Dort sollen leasing-fähiges Zubehör, Accessoires, Versicherungen und weitere Services angeboten werden. Die Plattform soll dann auch externen Partnern offenstehen. „Wir wollen die größte Plattform für Fahrradmobilität in Europa werden, der App Store der fahrerzentrierten Mobilität“, wird Jobrad-Chef Florian Baur in dem Artikel zitiert. Aus dem Unternehmen heißt es auf Nachfrage dazu, dass dieser Marktplatz kommen soll, man aber noch an der Umsetzung dieser Pläne und Ideen arbeite.

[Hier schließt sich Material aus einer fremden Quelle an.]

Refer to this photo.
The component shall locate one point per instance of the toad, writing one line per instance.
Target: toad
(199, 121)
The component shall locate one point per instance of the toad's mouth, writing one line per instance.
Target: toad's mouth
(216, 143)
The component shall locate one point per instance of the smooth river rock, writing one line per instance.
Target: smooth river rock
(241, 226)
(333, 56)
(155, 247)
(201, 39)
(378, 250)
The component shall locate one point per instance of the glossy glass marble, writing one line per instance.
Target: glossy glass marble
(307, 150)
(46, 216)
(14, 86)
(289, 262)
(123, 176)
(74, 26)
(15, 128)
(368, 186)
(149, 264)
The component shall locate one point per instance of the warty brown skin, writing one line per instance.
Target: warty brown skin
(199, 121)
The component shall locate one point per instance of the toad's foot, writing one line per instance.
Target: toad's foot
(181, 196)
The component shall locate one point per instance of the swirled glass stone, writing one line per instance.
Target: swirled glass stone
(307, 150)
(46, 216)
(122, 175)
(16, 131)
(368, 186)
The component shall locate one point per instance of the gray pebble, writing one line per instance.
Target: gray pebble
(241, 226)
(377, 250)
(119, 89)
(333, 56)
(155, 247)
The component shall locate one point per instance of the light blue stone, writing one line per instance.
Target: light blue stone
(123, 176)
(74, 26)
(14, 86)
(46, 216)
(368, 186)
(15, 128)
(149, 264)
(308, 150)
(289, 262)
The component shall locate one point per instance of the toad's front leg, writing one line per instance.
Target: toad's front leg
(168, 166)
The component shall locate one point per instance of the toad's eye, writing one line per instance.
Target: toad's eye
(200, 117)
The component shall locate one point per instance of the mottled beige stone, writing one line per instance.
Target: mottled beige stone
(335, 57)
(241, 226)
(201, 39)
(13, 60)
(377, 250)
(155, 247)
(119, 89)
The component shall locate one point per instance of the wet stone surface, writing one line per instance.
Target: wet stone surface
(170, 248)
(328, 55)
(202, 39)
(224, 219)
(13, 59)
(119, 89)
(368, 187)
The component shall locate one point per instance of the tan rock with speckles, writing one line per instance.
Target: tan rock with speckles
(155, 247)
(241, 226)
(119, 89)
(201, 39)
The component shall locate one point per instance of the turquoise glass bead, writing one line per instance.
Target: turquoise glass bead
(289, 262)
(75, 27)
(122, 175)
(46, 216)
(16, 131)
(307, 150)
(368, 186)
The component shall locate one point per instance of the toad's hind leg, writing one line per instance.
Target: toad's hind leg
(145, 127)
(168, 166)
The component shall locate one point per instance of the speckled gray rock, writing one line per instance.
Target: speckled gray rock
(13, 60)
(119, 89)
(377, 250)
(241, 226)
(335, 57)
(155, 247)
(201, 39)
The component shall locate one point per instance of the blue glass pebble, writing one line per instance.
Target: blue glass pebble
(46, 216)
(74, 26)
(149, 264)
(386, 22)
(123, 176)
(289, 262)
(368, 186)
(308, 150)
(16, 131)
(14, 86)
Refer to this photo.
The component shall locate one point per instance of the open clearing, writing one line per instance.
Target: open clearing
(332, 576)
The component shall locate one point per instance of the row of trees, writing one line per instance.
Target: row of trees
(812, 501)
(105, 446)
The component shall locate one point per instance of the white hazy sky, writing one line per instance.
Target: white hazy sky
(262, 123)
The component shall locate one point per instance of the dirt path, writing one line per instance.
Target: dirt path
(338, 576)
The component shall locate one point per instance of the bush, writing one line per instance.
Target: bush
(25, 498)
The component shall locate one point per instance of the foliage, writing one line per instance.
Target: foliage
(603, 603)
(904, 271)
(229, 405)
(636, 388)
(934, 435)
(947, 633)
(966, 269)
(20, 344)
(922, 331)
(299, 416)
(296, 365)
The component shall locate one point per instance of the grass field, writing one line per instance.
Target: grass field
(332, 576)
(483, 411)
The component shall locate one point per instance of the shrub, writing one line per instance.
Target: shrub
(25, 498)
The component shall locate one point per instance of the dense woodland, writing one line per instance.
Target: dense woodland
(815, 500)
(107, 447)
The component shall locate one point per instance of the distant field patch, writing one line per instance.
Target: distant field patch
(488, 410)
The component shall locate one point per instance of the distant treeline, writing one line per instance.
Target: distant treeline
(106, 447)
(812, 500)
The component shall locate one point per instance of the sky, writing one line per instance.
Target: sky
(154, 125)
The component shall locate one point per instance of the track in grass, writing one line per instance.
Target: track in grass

Ebenfalls eine Neuigkeit ist die Idee, von der typischen, 36-monatigen Leasingdauer abzuweichen und individuellere Angebote zu schaffen.
Stellenabbau weiter in der Ausarbeitung
Unterdessen geht es beim bereits angekündigten Stellenabbau weiter voran. Zunächst wollte man sich noch nicht zu genauen Zahlen äußern, inzwischen ist bekannt, dass man sich von etwa 20 Prozent der Belegschaft trennen will.
Die Gespräche mit dem Betriebsrat dauern aber wohl noch länger an. Der ursprüngliche Fahrplan, bis zum Jahresende eine sozialverträgliche Lösung finden zu wollen, werde absehbar nicht zu halten sein, heißt es aus dem Umfeld des Unternehmens.